Submission 506
Context- and Event-Predictive-Inference Go Hand-in-Hand
SymposiumTalk-04
Presented by: Martin Butz
While we all receive continuous, dynamic sensory and motor information about our bodies and the outside environment, phenomenologically, we perceive a stable spatiotemporally segmented world. That is, we perceive and control dynamic interaction events as well as stative, durative events. We can even name these events verbally. Recent evidence suggests that event perception as well as the choice and execution of eventive interactions with our environment is embedded in a contextual frame, which appears to seamlessly focus cognition solving the frame problem. Within this contextual frame we plan, process, and control our perception, attention, and behaviour. Our cognitive modelling work shows that the installation of a contextual frame yields simulated model behaviour that best fits with human behaviour. Meanwhile, the work shows that contextual frame inference minimizes cognitive effort, which is quantified as changes in belief densities.
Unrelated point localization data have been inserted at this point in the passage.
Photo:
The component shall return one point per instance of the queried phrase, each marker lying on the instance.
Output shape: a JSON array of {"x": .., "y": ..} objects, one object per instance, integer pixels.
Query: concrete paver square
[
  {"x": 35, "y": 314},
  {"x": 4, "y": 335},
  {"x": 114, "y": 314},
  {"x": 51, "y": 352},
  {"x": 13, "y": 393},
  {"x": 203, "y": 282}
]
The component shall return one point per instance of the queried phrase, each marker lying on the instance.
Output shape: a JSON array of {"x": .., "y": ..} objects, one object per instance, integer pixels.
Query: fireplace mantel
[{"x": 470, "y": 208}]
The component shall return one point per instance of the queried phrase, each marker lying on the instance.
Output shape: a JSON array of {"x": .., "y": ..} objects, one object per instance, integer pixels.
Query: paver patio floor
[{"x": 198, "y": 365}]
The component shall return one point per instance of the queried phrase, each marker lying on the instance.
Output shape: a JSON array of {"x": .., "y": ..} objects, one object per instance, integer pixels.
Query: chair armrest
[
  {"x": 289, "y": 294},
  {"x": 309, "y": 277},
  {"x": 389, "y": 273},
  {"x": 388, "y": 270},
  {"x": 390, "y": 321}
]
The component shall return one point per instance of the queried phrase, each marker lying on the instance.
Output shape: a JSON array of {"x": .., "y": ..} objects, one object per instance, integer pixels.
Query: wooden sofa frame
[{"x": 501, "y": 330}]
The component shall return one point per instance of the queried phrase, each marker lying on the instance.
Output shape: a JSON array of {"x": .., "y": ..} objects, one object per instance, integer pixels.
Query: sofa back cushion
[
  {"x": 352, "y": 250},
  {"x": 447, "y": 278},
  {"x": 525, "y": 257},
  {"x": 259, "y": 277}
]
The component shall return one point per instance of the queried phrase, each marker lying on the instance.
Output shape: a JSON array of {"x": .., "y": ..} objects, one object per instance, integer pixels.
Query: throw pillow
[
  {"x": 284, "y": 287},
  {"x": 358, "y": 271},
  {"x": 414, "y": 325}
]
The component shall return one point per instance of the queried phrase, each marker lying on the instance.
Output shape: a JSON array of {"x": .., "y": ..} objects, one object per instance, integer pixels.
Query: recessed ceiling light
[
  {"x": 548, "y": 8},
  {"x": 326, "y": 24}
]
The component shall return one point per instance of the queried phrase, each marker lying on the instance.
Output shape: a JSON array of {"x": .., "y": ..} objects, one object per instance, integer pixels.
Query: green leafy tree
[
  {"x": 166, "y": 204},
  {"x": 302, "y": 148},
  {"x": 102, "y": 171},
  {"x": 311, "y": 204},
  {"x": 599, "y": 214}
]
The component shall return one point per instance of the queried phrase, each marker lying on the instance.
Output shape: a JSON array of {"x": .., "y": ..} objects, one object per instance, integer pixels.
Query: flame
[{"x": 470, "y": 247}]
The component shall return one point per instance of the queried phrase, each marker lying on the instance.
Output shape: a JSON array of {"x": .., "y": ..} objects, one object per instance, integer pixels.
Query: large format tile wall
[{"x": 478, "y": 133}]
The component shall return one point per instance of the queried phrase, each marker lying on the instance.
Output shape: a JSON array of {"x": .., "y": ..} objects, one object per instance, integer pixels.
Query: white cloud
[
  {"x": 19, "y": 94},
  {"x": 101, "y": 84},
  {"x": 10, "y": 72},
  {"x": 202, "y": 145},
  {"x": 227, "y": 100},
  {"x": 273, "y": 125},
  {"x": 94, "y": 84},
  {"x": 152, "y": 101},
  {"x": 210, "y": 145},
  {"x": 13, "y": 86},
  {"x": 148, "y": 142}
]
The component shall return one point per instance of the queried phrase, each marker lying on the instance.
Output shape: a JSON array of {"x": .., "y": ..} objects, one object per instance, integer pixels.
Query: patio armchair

Projecting the principle of contextual frame inference into problem solving domains – such as when solving tasks of an intelligence test or tasks of the abstraction and reasoning corpus (ARC) benchmark – similar contextual framing seems to be key to infer task-suitable eventive interactions and event progressions. It thus appears that cognition is segmented into events that are embedded into self-inferred contextual frames. The precise structure of such contextual frames, their goal-directed inference, and their more general involvement in cognition, however, still needs to be studied in further detail.